Я иду к двери, а вслед мне доносится вопрос Маши, адресованный в пространство:

— И чего это они все вокруг этого Синькина забегали? Два часа назад комиссар приходил, а теперь ротный…

7

Наконец-то появился долгожданный кадровый комбат! Эту новость сообщил вездесущий Гога.

До начала послеобеденных занятий оставалось еще полчаса, и мы лежали прямо в сапогах на своих плоских, покрытых одними плащ-палатками кроватях. Осипов лениво ковырял в зубах спичкой, Брезнер, закинув руки на затылок, упорно смотрел в потолок, а я перелистывал томик стихов Лермонтова. После сытного обеда не хотелось ни говорить, ни шевелиться. Клонило ко сну…

И тут в нашу хижину ворвался Гога.

— Комбат приехал! — заорал он. — Отличный мужик, скажу вам!

Как всегда, Гога переборщил, поддался первому впечатлению. Комбат оказался не таким уж идеальным. Во всяком случае, многие сочли его грубияном. Особенно возмущались — конечно, не в открытую — командиры, призванные из запаса.
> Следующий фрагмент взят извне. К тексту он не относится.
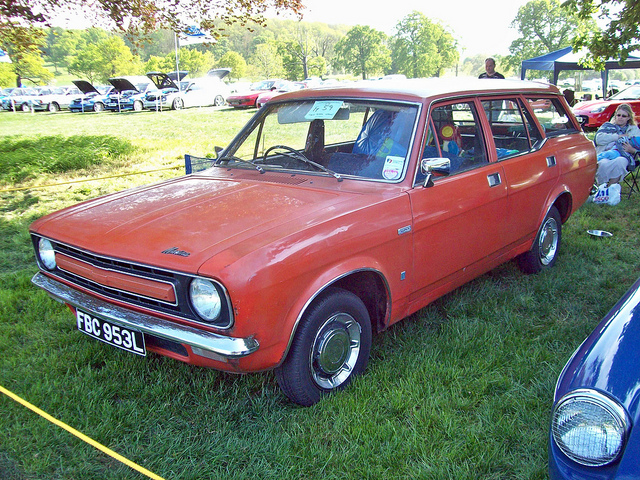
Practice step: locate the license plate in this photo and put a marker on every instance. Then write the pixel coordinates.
(121, 337)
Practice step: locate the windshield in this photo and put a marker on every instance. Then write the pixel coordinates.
(343, 138)
(631, 93)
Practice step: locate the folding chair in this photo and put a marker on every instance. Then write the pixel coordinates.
(632, 178)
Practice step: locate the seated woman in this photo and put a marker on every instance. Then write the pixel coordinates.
(614, 150)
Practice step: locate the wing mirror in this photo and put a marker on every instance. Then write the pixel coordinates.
(438, 167)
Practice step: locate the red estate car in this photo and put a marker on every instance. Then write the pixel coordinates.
(332, 215)
(249, 99)
(593, 113)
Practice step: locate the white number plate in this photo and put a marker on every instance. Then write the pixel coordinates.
(124, 338)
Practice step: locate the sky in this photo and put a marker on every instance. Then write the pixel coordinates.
(480, 27)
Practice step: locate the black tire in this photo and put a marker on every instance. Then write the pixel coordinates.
(330, 347)
(546, 246)
(178, 104)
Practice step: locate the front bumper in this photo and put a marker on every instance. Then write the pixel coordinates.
(208, 344)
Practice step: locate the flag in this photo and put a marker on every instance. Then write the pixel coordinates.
(4, 57)
(193, 35)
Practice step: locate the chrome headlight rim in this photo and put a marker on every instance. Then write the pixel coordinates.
(606, 407)
(206, 299)
(47, 254)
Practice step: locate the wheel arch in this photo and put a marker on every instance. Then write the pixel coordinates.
(368, 284)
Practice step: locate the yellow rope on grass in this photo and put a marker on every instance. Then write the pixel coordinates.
(81, 436)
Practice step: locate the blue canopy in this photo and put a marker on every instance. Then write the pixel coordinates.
(566, 59)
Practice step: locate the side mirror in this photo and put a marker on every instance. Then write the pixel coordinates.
(439, 167)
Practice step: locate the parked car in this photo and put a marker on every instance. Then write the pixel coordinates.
(93, 99)
(248, 99)
(332, 215)
(198, 92)
(18, 99)
(594, 433)
(55, 99)
(264, 97)
(129, 93)
(593, 113)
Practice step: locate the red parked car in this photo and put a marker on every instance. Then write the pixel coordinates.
(249, 99)
(593, 113)
(333, 214)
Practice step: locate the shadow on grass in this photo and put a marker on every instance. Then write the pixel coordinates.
(22, 158)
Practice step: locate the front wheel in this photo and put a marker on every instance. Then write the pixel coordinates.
(545, 248)
(330, 347)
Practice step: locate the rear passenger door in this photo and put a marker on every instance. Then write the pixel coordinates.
(530, 169)
(458, 221)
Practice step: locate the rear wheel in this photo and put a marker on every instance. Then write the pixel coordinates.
(545, 248)
(330, 347)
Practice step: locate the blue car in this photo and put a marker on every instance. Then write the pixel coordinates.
(596, 403)
(128, 93)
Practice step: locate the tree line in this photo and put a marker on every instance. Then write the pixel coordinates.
(292, 49)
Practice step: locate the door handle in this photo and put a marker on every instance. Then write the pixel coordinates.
(494, 179)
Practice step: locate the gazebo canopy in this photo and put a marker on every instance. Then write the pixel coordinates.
(566, 59)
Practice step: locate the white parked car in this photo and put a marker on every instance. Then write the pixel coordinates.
(198, 92)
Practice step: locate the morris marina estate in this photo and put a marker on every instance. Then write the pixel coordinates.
(332, 215)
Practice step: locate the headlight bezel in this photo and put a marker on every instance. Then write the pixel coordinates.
(594, 409)
(199, 289)
(46, 254)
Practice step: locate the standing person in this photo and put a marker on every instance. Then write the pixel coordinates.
(613, 147)
(490, 69)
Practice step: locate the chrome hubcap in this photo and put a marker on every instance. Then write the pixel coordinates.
(335, 351)
(548, 244)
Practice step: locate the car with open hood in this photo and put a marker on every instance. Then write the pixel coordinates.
(176, 94)
(93, 98)
(593, 113)
(128, 93)
(332, 215)
(594, 432)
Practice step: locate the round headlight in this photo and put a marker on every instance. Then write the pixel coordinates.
(205, 299)
(589, 427)
(47, 254)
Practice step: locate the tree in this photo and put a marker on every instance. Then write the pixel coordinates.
(108, 58)
(422, 48)
(544, 26)
(236, 63)
(145, 16)
(24, 46)
(363, 52)
(618, 39)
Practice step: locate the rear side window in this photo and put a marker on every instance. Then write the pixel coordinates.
(513, 130)
(552, 116)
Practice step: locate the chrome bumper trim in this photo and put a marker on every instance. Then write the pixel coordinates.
(227, 347)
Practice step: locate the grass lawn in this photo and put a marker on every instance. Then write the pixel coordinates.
(462, 389)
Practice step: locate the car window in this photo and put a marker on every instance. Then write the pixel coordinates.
(552, 116)
(454, 133)
(512, 127)
(356, 138)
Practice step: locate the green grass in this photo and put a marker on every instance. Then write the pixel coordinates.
(462, 389)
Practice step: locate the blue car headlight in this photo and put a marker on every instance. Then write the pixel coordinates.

Фамилия комбата была Ворон, и она удивительно соответствовала его наружности. Смуглый, горбоносый и темноволосый старший лейтенант напоминал собой зоркую и злую птицу, готовую в любой момент больно клюнуть кого угодно.

До войны он служил в Туркестанском военном округе, командовал эскадроном конных саперов. Начало войны застало его в Ялте, в санатории Наркомата обороны. Ворон тут же выехал в свою часть. Но военный комендант Казанского вокзала в Москве, к которому Ворон обратился с проездными документами, откомандировал его в распоряжение отдела кадров МВО. Здесь старшего лейтенанта направили на месячные курсы, а оттуда — на Юго-Западный фронт.

Ворон, видимо, никак не мог забыть своих конных саперов и образцового порядка, заведенного им в казарме и на конюшне. Он целыми днями мотался по расположению батальона, сравнивал, сопоставлял и возмущался. Первым делом комбат разнес в пух и прах батальонную кухню. Узнав о том, что наше обеденное меню неизменно состоит из супа с макаронами, гречневой каши с мясом и чая, он произнес целую обвинительную речь:

— Безобразие! Такое допустимо только в полевых условиях! А мы с вами находимся в глубоком тылу, где сады ломятся от яблок, где уже убирают ранний картофель и овощи. Чтобы завтра же на обед были борщ, гуляш с картофельным пюре и компот!

Начальник ПФС и повара виновато молчали.

На следующий день комбат совершил обход домиков, в которых разместился командный состав. Его сопровождали комиссар, начальник штаба и батальонные интенданты. Увидев, что наши кровати застелены только плащ-палатками, Ворон зашипел, как рассерженный гусь:

— Эт-то что такое? А где матрацы? Почему командиры спят в таких условиях?

— Но мы не ощущаем неудобств, — пытался разрядить обстановку Брезнер. — И потом, мы сами виноваты… Могли бы сами позаботиться.